30 Tote bei Gewalt wegen Landkonflikts in Nigeria

Im Zusammenhang mit einem Landkonflikt sind in Nigeria nach Behördenangaben mindestens 30 Dorfbewohner von Angreifern aus einer anderen Volksgruppe getötet worden. Hirten der Volksgruppe Fulani hätten eine Gemeinde des Tiv-Volkes überfallen, sagte der Sprecher des Gouverneurs des zentralen Bundesstaates Benue, Cletus Akwaya, gestern.

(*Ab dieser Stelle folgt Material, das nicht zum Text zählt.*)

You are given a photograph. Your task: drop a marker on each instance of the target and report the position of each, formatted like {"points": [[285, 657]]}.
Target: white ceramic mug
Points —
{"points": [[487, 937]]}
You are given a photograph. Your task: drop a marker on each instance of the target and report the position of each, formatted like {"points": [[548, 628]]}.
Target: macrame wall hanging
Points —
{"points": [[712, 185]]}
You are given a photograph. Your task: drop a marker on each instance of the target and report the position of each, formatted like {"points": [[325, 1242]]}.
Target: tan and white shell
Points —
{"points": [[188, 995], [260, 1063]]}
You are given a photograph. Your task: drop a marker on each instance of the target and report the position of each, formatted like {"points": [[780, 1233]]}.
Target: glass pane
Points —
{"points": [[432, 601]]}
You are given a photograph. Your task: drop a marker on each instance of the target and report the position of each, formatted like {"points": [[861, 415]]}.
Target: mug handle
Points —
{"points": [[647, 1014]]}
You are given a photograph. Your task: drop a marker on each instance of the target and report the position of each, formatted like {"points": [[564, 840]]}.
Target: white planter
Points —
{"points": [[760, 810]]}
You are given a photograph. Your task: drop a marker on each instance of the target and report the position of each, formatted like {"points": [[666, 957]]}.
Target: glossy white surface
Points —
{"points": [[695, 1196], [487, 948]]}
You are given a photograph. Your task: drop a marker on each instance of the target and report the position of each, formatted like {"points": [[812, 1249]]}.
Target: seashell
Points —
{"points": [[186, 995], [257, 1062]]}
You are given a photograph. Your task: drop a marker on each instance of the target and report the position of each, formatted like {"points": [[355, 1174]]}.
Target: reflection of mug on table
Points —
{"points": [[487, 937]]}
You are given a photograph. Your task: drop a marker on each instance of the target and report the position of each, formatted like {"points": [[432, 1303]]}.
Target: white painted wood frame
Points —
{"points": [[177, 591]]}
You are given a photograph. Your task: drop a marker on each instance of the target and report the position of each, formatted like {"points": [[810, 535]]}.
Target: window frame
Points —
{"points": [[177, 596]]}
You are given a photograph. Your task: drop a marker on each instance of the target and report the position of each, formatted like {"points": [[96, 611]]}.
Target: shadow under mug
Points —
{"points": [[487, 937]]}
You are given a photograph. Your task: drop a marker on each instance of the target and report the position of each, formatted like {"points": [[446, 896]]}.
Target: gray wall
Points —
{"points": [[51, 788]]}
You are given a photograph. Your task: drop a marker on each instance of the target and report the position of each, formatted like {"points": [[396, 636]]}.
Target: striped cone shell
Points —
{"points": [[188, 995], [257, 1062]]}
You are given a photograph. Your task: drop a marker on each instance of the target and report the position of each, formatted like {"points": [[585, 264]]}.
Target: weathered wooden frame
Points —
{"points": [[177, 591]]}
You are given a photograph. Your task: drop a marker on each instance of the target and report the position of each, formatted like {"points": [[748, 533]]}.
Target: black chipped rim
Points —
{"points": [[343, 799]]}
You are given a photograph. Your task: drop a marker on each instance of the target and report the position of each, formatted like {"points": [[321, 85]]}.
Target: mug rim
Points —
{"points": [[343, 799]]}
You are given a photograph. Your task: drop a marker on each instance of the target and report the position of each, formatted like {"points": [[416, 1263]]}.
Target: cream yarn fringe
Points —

Bei dem Angriff am Sonntag und Montag in Yogbo nahe der Grenze zum Bundesstaat Nassarawa seien ohne vorherige Warnung mitten in der Nacht Häuser angezündet worden. Viele Bewohner seien auf der Flucht vor den Flammen getötet worden. „Mindestens 30 Menschen sind tot“, sagte der Sprecher. Weil der Angriff in der Nacht erfolgt sei, sei es schwierig, die Zahl der Angreifer zu nennen. Nach Berichten örtlicher Medien flohen infolge des Angriffs hunderte Tiv aus dem Dorf.

Die Fulani sind überwiegend muslimischen Glaubens, während die meisten Tiv Christen sind. Im westafrikanischen Nigeria gibt es immer wieder gewaltsame Konflikte zwischen Anhängern der beiden Religionen. Der Norden des bevölkerungsreichsten afrikanischen Landes ist muslimisch geprägt, der Süden vom Christentum. Der Angriff vom Wochenbeginn hängt aber vor allem mit einem Streit um den Zugang zu Land zwischen dem Hirtenvolk Fulani und den vorwiegend von Ackerbau lebenden Tiv zusammen. In Nigeria gibt es rund 250 Volksgruppen.